Researchers at Linköping University have developed a method to increase by a factor of five the computing power of a standard algorithm when performed in one type of standard chip, FPGA. The new method is both simple and smart, but the road to publication has been long.
We are dealing with a programmable integrated circuit known as an "FPGA", which is an abbreviation for "field-programmable gate array". This consists of a matrix of logical gates that can be programmed in situ, and can be reprogrammed an unlimited number of times. The first FPGAs came onto the market in 1985, and sales since then have increased dramatically. The market is now dominated by a couple of major players, and is expected to amount to USD 9.8 billion in 2020 (Wikipedia). The researchers have increased in these chips the speed of an algorithm known as the "fast Fourier transform", which is used in spectral analysis, radar technology and telecommunication.
"Until now, people have believed that once an FPGA is full it cannot accommodate any more. If you want new functionality in this case, you have to completely rebuild the hardware, which is expensive," says Oscar Gustafsson, senior lecturer in the Department of Computer Engineering at Linköping University.
But Carl Ingemarsson, a PhD student at the department, had other ideas. As an undergraduate several years ago, he was challenged to increase the speed of calculation in an FPGA. If the lab group could manage to reach a frequency greater than 450 MHz, they wouldn't have to carry out the final lab in the course.
"This was what was needed to convince me to examine in depth the way the logic is represented inside the chip," he says.
He achieved the frequency, skipped the final lab, and at the same time laid the foundation for his doctoral project. The result is that FPGAs today can be made to work five times as fast, or to deal with five times the number of calculations. While it's true that Carl has only confirmed this in two families of FPGA, there is no reason to believe that it is not also the case for all other families.
"This advance will save huge sums for demanding calculations in industry, and will make it possible to implement new functionality without needing to replace the hardware," says Oscar Gustafsson.
Carl Ingemarsson's method is based on ensuring that the signal takes a smarter route through the various building blocks inside the chip.
"Normally, you choose an algorithm that can carry out the desired calculations, and then build up the structure, the architecture, using the required blocks. This is then transferred to the FPGA. But we have also looked at how the logic is built up, the routes the signals take, and what happens to them inside the chip. We have then adapted the architecture and the mapping onto the chip using the results of this analysis."
A clever change in the signal routes gives the chip a capacity that is five times greater for each hardware unit.
"It should be possible to automate this optimisation of the chip," says Carl Ingemarsson.
The method was, however too simple, or too ingenious, for the scientific reviewers.
"At one level, it might seem that we haven't changed anything, we're still using the same standard components, but we have increased the computing power by a factor of five.

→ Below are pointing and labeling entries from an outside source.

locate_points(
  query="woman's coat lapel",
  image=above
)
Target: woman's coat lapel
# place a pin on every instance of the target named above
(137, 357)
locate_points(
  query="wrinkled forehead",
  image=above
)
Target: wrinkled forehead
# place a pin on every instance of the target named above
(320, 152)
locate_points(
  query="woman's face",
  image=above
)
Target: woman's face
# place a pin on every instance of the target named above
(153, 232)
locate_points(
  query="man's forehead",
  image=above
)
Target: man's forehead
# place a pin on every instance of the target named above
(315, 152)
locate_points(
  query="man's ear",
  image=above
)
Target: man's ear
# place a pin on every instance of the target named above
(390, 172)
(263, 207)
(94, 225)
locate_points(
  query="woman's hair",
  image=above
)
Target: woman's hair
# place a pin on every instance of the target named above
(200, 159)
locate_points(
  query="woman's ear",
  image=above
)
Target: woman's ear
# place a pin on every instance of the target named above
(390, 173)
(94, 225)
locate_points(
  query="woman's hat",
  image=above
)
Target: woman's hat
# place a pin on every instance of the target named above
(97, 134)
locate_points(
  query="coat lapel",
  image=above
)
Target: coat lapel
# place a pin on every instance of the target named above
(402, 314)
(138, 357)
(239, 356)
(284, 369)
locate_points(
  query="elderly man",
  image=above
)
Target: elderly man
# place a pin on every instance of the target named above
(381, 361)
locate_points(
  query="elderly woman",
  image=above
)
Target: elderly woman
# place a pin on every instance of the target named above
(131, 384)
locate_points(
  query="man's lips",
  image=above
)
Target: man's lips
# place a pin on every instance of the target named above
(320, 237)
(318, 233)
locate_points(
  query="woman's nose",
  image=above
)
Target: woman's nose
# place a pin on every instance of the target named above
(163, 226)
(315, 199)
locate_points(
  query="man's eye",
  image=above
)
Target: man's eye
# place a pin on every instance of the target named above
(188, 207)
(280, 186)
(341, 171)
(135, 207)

This has made it has difficult to get our article published in a scientific journal," Oscar Gustafsson explains.
But the solution was so clever that someone managed to plagiarise the work before the IEEE decided to publish it. It suddenly appeared at an IEEE conference, using copies of the diagrams, with parts of the text swapped out and completely different authors. All the support documentation in the form of original files and original diagrams was, however, available at LiU: the plagiarism was discovered, and the researcher suspended. The damage had been done, however, and publication of the original article was delayed by at least a year.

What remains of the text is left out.